Ehrenhaft und papsttreu - oder feige?
Das Konzil, das im Dezember 1869 eröffnet wurde, war die bis dahin größte Kirchenversammlung aller Zeiten. 774 Kardinäle und Bischöfe der Weltkirche nahmen teil. In der Debatte über den Papstprimat - also über den Papst als höchste Rechtsgewalt (Jurisdiktionsprimat) und als höchste Lehrvollmacht, sofern er Entscheidungen zu Lehr- und Moralfragen "ex cathedra" als unfehlbar verkündet -, äußerte eine beachtliche Minderheit Bedenken gegen die neuen Dogmen, darunter 15 der 20 deutschen Bischöfe. Eine solche Definition würde dem Missbrauch des kirchlichen Lehramts Tür und Tor öffnen, so der Tenor.
In der Vorbereitungssitzung stimmten von 601 anwesenden Konzilsvätern 451 mit Ja, 88 mit Nein; 62 verlangten Änderungen. Nachdem ein letzter Vermittlungsversuch der Kritiker bei Pius IX. gescheitert war, reisten 57 von ihnen vorzeitig ab - um nicht in Anwesenheit des Papstes gegen die Dogmatisierung stimmen zu müssen.
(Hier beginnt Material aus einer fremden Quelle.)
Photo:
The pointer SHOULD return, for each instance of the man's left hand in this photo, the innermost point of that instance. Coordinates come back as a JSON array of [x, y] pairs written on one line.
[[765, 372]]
So erhielt die Konstitution "Pastor aeternus" bei der Verabschiedung am 18. Juli 1870, vor 150 Jahren, lediglich zwei Gegenstimmen. Ehrenhaft und papsttreu - oder feige?
Während der Sitzung ging ein Unwetter mit Blitz und Donner über Rom nieder. Ein Zeichen vom Himmel? In der Basilika war es mitten im Juli so dunkel, dass der Text der Konstitution nur mit Hilfe von Kerzenleuchtern verlesen werden konnte.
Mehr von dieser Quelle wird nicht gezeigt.